In a life or death scenario, you certainly aren't shopping hospitals. And so they can gouge you hundreds of $$ for even simple things like ice packs and Tylenol. Our system is a scam. One hour in the ER should not cost $5000
FWIW, I live in an area where there is ONE healthcare option (Racketeering/monopoly). I (as an independent consultant) pay $1640/mo for a $5,000 family deductible. So basically, I pay over $19,000/year for the PRIVILEGE of paying another $5,000 and that's assuming I only go to the doctors "they allow" me to go to. (it was $800/mo for a $1500 family deductible prior to ACA). Obama can EABOD.
The only people who like the ACA are the people who don't have to pay for it.
Edit: Also I was in an MVA in July, the Emergency Dept. didn't accept my insurance at all - so who gets the bill? I do. The MVA wasn't my fault, but that bill is still my responsibility.

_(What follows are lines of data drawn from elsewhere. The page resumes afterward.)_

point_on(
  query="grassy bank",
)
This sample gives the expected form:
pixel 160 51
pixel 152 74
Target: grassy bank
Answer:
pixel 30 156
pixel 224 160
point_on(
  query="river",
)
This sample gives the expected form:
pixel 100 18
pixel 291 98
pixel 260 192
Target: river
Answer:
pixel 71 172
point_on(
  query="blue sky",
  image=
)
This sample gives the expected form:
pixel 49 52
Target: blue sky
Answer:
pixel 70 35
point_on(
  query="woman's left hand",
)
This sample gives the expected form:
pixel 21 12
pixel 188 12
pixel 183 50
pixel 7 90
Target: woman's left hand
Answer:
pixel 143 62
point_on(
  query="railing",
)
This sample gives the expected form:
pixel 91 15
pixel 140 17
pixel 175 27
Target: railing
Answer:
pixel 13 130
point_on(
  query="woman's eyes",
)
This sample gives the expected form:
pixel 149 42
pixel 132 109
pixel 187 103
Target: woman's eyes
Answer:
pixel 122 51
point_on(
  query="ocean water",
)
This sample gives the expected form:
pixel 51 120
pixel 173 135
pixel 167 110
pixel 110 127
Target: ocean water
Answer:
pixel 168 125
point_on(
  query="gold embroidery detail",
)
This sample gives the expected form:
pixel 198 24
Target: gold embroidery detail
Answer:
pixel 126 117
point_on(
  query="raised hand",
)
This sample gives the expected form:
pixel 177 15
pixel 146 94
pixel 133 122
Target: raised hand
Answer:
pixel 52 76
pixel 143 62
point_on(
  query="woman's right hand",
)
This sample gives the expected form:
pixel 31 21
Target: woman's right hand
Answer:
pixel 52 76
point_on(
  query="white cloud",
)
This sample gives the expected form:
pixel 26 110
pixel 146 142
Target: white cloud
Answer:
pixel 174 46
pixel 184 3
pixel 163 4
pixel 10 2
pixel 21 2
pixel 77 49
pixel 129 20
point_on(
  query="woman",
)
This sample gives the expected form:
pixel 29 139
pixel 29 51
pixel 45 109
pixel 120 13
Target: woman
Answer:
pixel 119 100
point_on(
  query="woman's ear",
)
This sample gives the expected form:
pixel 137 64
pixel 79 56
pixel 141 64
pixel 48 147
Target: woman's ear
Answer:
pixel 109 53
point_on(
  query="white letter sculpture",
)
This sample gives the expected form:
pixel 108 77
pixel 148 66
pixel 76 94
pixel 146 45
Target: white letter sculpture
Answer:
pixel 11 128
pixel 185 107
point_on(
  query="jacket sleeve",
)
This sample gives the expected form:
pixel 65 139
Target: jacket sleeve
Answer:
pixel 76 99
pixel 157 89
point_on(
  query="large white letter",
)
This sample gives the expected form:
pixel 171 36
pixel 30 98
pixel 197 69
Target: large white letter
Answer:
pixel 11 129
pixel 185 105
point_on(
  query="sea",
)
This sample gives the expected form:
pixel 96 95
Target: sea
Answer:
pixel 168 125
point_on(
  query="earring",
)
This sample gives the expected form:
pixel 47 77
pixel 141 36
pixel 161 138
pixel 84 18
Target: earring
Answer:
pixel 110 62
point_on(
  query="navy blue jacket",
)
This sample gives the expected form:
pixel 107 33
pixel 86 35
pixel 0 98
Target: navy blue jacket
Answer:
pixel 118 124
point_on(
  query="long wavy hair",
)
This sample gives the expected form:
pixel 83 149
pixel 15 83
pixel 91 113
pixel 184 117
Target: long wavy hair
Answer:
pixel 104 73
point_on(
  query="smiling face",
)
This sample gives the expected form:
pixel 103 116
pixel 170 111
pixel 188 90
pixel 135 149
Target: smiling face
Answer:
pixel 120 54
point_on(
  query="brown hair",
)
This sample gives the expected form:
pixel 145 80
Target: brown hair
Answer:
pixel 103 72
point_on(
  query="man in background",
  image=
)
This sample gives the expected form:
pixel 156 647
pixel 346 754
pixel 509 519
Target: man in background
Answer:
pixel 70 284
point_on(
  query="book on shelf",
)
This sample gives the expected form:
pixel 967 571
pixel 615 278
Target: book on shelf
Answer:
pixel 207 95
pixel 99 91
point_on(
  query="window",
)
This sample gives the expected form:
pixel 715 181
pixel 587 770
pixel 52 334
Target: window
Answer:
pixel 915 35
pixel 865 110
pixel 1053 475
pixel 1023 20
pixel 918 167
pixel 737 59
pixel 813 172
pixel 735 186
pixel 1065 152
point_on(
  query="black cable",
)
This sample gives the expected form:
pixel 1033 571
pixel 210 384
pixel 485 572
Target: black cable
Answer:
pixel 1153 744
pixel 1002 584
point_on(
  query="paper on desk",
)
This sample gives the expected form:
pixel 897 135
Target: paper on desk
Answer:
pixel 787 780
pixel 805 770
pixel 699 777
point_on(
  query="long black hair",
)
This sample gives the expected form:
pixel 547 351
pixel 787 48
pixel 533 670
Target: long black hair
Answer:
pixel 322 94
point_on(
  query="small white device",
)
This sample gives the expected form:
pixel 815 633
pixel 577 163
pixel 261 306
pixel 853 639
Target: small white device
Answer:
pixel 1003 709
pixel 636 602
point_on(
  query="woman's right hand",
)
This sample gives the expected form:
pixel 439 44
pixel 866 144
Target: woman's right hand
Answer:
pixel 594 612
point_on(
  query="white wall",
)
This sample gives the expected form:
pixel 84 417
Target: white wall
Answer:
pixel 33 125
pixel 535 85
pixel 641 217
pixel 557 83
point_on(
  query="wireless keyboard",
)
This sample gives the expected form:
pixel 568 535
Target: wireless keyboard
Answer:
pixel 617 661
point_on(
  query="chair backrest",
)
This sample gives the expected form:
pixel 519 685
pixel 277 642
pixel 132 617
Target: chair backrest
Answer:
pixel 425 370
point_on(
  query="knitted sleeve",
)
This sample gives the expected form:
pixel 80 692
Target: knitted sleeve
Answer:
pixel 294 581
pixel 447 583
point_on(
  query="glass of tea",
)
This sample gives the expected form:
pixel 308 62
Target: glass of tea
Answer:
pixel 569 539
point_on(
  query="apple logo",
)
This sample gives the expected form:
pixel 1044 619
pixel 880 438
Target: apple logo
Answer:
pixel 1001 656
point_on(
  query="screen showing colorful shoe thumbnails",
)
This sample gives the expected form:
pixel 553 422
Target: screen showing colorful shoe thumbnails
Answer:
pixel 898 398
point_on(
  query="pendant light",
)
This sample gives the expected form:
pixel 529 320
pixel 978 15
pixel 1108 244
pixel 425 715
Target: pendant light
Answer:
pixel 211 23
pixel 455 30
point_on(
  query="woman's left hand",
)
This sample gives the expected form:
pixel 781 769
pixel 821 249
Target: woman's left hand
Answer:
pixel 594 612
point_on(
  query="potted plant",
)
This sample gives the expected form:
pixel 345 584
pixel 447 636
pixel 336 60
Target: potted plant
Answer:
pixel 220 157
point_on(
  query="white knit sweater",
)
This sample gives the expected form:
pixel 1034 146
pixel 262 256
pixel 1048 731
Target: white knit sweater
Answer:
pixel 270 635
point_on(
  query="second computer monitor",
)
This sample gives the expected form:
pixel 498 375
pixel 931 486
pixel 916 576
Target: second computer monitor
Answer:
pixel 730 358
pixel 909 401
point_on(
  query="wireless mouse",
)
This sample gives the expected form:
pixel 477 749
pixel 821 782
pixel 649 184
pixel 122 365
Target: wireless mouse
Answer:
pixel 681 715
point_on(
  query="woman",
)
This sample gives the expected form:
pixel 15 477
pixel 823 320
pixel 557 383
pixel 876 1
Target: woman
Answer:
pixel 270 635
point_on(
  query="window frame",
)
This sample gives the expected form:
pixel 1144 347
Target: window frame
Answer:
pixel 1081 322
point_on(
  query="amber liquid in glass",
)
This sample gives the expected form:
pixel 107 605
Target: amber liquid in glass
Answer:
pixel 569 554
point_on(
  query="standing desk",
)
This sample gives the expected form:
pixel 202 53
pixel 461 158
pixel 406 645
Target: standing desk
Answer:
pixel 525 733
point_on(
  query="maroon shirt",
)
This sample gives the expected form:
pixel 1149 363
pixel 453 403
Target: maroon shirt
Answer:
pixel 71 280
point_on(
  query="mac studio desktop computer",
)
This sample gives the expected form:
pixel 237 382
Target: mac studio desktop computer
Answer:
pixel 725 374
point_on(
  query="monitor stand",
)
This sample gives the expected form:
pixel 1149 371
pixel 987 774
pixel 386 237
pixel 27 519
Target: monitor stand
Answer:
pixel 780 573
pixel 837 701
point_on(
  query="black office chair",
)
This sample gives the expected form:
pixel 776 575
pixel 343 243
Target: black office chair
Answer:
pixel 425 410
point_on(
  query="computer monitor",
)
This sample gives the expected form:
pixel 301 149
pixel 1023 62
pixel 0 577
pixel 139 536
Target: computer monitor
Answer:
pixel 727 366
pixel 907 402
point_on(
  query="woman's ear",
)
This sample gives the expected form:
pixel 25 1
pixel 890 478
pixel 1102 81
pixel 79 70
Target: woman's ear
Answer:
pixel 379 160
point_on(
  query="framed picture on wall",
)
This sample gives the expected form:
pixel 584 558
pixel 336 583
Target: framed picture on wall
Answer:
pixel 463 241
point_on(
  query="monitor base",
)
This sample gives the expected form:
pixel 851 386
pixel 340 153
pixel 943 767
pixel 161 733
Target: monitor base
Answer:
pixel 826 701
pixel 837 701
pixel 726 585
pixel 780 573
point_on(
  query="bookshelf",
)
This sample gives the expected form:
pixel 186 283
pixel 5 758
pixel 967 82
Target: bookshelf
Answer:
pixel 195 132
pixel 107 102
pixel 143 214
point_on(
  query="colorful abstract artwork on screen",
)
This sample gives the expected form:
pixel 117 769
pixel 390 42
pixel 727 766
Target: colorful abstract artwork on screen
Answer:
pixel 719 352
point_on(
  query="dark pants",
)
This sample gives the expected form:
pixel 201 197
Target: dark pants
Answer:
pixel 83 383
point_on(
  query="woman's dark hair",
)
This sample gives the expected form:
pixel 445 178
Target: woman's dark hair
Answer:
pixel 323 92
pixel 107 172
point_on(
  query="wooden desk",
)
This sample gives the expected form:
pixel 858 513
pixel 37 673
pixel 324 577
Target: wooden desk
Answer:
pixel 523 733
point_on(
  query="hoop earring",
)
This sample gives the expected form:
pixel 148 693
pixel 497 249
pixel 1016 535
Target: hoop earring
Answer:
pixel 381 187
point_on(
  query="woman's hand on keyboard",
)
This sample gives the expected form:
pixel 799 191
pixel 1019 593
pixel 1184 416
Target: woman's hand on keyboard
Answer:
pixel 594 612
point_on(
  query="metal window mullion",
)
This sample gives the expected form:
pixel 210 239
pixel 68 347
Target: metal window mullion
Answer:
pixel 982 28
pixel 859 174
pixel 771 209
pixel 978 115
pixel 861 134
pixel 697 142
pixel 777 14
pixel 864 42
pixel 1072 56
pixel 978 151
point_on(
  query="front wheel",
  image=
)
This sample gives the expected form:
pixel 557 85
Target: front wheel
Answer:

That's another crazy part of our system. Medical coverage is baked into your health insurance, your auto insurance, your property insurance, workman's comp insurance. A medicare for all plan, should require comensurate decreases in all of those policy areas.
Everyone working or non-working gets some kind of base coverage --to which they can buy a ala carte additional coverage/perqs. At the base level people who behave healthy (but not necessarily healthy) get breaks (premium perqs) for trying to be healthy in terms of diet and activity (activity monitors, etc.)
In addition to some base coverage, people can opt in to more premium coverage with shorter wait times, additional non-essential care, opt out of lifestyle monitoring, etc.
That way the system can be streamlined to be efficient in handling 80-90% of cases and then have the second, premium system available for those who want or need less ordinary medicine.
If you can keep 80-90% of your pop healthy efficiently and then you get the rest to pay extra for their added needs, I think that could make the economy more effective, overall.
Healthcare products are complicated. Getting the price right is a very hard problem. Markets, generally speaking, have proven to be a fairly effective way of settling on price. This is basic economics.
It would be interesting to see if there was regulation for open pricing, billing standards and others. If that doesn't happen, Medicare for all is definitely a good option.
https://en.wikipedia.org/wiki/List_of_countries_by_total_hea... Using life expectancy as a basket proxy for average effectiveness of care, Canada is 12th, the U.K. 20th, and the United States 31st. It's broadly accepted that on average, medical outcomes are generally better for pretty much every indicator (infant mortality, length of hospital stay, etc.) in countries with effective universal health care, at much less the price.
If you introduce any pay structure into healthcare you are saying that those with money can reserve scarce resources ahead of those without.
You are saying rich people are more important than the poor and the poor should die more quickly to get them out of the way.
If you live in a society that takes that view, how long before you become the poor?
You pay your local hospital $x per month based on income... something like 4-6% of your income if you earn > $30k.
The hospital might get some gov't subsidies based on # of insured patients it carries.
When you travel your hospital covers the bills at other hospitals. Since each hospital = insurer they will work/negotiate with other hospitals for faired deals than they would w/ insurance companies.
This also will do away with some of the billing requirements and could streamline that process a bit.
A good startup might be creating the billing systems that manage all of this, and centralizes everything between different hospitals.
No HMOs, Networks, etc... Hospitals could choose what extras they might cover like infertility/etc... as a bonus so patients might pick a different local hospital that has better coverage..
The boon for the hospital: Monthly recurring income from all it's patients - past, present, and future.